Boston House Price Mapping

An introduction of Mapping boston house price dataset by ReNom TDA.

In this tutorial, we visualize boston house price dataset. you can learn following points.

  • How to analyse topology.

Requirement

In [1]:
import numpy as np

from sklearn.cluster import DBSCAN
from sklearn.datasets import load_boston

from renom.tda.topology import Topology
from renom.tda.lens import PCA

Import boston house price dataset

Next, we have to load boston house price data. To accomplish this, we’ll use the load_boston module included in the scikit-learn package.

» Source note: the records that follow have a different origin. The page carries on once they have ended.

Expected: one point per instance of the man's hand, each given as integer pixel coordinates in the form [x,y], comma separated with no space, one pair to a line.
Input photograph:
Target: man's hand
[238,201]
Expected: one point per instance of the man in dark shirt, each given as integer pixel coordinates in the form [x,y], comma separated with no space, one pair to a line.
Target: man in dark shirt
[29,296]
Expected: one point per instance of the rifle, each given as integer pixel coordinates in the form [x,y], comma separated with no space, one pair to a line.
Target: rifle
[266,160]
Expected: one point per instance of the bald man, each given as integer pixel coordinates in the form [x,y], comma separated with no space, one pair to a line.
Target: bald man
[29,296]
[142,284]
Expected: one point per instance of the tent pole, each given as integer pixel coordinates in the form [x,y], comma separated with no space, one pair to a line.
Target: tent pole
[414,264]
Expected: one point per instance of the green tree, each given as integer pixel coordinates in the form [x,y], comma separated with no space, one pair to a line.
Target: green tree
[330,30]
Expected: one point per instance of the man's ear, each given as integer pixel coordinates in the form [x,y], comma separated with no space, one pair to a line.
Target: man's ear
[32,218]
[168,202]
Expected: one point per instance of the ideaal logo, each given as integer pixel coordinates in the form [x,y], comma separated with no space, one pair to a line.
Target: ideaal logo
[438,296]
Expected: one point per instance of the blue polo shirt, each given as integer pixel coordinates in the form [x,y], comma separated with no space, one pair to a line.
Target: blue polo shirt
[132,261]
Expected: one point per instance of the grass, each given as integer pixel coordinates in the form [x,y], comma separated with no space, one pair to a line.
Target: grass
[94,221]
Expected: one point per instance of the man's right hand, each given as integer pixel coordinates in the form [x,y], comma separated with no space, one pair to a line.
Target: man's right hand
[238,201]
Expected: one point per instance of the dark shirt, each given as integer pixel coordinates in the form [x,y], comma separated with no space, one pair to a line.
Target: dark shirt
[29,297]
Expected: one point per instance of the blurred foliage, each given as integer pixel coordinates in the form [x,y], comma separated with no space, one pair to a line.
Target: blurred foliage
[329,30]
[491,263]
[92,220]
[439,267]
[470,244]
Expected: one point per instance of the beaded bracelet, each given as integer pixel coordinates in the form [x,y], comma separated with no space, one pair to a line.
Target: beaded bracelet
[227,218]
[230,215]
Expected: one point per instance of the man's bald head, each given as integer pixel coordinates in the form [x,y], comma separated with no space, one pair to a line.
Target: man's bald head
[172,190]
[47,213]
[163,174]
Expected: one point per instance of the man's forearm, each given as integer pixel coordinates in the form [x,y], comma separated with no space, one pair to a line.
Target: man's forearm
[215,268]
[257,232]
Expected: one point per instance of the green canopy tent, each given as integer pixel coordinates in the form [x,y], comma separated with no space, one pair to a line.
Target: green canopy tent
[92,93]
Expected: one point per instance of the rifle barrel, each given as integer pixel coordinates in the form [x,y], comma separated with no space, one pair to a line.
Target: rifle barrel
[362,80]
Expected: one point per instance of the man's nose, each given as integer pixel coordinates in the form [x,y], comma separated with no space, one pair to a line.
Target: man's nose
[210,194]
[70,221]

The boston house price dataset consists of 506 data and data has 13 columns.

13 columns + target value is following.

CRIM - per capita crime rate by town

ZN - proportion of residential land zoned for lots over 25,000 sq.ft.

INDUS - proportion of non-retail business acres per town.

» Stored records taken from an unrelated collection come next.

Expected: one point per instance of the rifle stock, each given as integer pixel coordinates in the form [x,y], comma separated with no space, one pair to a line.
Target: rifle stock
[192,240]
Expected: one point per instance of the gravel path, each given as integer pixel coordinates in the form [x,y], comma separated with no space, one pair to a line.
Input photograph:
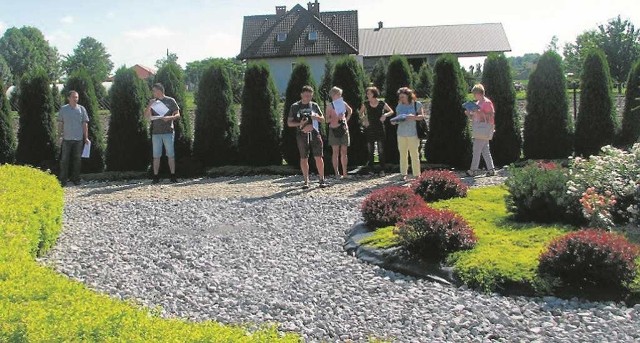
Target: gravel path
[258,250]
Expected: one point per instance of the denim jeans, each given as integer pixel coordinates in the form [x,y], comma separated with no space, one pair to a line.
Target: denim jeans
[71,154]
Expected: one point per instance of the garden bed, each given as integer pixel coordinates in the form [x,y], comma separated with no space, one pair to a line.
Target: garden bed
[505,259]
[39,305]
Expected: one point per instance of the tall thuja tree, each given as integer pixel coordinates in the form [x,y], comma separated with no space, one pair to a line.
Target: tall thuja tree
[128,144]
[506,145]
[327,81]
[399,74]
[348,75]
[259,142]
[170,75]
[81,82]
[596,123]
[548,126]
[630,132]
[300,76]
[216,132]
[449,136]
[424,82]
[36,136]
[7,135]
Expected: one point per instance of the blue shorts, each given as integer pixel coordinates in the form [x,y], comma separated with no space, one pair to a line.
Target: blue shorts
[166,139]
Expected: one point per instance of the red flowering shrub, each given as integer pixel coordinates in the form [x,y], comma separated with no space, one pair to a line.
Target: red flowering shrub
[589,259]
[385,206]
[434,185]
[433,234]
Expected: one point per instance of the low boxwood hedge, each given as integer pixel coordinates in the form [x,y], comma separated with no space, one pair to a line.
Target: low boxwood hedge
[39,305]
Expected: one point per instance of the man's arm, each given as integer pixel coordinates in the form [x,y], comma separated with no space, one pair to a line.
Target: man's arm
[349,112]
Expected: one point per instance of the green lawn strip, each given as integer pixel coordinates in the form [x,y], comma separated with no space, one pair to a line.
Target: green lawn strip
[39,305]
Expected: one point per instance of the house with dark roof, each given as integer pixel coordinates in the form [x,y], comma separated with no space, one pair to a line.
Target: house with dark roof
[421,43]
[282,38]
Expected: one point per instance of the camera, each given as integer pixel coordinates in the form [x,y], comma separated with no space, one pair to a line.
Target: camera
[303,114]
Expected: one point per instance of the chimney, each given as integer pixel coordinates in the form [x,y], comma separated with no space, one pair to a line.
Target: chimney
[314,7]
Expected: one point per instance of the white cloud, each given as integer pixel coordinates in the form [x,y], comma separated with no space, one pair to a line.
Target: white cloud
[67,20]
[150,32]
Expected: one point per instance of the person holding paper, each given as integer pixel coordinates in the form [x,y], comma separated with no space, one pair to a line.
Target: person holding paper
[306,116]
[374,112]
[162,111]
[409,111]
[73,123]
[484,113]
[338,115]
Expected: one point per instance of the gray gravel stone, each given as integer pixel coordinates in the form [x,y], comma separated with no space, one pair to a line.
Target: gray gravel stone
[280,260]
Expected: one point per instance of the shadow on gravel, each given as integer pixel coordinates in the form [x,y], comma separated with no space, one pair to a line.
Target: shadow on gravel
[99,190]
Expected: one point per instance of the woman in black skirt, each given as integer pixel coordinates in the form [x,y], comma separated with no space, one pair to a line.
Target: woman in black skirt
[373,113]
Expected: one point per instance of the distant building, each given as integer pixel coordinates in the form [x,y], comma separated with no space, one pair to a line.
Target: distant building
[428,42]
[282,38]
[143,72]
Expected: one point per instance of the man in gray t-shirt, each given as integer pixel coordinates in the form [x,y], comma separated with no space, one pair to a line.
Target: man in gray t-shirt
[73,123]
[162,134]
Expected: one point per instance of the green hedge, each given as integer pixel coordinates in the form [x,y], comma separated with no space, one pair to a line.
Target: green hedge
[39,305]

CHAS - Charles River dummy variable (1 if tract bounds river; 0 otherwise)

NOX - nitric oxides concentration (parts per 10 million)

RM - average number of rooms per dwelling

AGE - proportion of owner-occupied units built prior to 1940

DIS - weighted distances to five Boston employment centres

RAD - index of accessibility to radial highways

TAX - full-value property-tax rate per $10,000

PTRATIO - pupil-teacher ratio by town

B - 1000(Bk - 0.63)^2 where Bk is the proportion of blacks by town

LSTAT - lower status of the population

target - median value of owner-occupied homes

In [2]:
bos = load_boston()
target = bos.target
data = np.concatenate([bos.data, bos.target.reshape(-1,1)], axis=1)
data = (data - np.mean(data, axis=0)) / np.std(data, axis=0)

Create topology instance

In [3]:
topology = Topology()

Create point cloud

In [4]:
metric = None
lens = [PCA(components=[0,1])]
topology.fit_transform(data, metric=metric, lens=lens)
projected by PCA.
finish fit_transform.

Mapping to topological space

In [5]:
clusterer = DBSCAN(eps=25, min_samples=1)
topology.map(resolution=25, overlap=0.5, clusterer=clusterer)
mapping start, please wait...
created 304 nodes.
calculating cluster coordination.
calculating edge.
created 870 edges.

Color topology & show

In [6]:
print("colored by target value.")
topology.color(target, dtype="numerical", ctype="rgb")
topology.show(fig_size=(10, 10), node_size=5, edge_width=1, mode=None, strength=None)

for i in range(len(bos.feature_names)):
    print("colored by %s." % bos.feature_names[i])
    topology.color(data[:, i], dtype="numerical", ctype="rgb")
    topology.show(fig_size=(10, 10), node_size=5, edge_width=1, mode=None, strength=None)
colored by target value.
../../../_images/notebooks_tda-case-study_boston-house-price-mapping_notebook_12_1.png
colored by CRIM.
../../../_images/notebooks_tda-case-study_boston-house-price-mapping_notebook_12_3.png
colored by ZN.
../../../_images/notebooks_tda-case-study_boston-house-price-mapping_notebook_12_5.png
colored by INDUS.
../../../_images/notebooks_tda-case-study_boston-house-price-mapping_notebook_12_7.png
colored by CHAS.
../../../_images/notebooks_tda-case-study_boston-house-price-mapping_notebook_12_9.png
colored by NOX.
../../../_images/notebooks_tda-case-study_boston-house-price-mapping_notebook_12_11.png
colored by RM.
../../../_images/notebooks_tda-case-study_boston-house-price-mapping_notebook_12_13.png
colored by AGE.
../../../_images/notebooks_tda-case-study_boston-house-price-mapping_notebook_12_15.png
colored by DIS.
../../../_images/notebooks_tda-case-study_boston-house-price-mapping_notebook_12_17.png
colored by RAD.
../../../_images/notebooks_tda-case-study_boston-house-price-mapping_notebook_12_19.png
colored by TAX.
../../../_images/notebooks_tda-case-study_boston-house-price-mapping_notebook_12_21.png
colored by PTRATIO.
../../../_images/notebooks_tda-case-study_boston-house-price-mapping_notebook_12_23.png
colored by B.
../../../_images/notebooks_tda-case-study_boston-house-price-mapping_notebook_12_25.png
colored by LSTAT.
../../../_images/notebooks_tda-case-study_boston-house-price-mapping_notebook_12_27.png

conclusion

This graph shows that boston house price coefficient with RM, PTRATIO, LSTAT.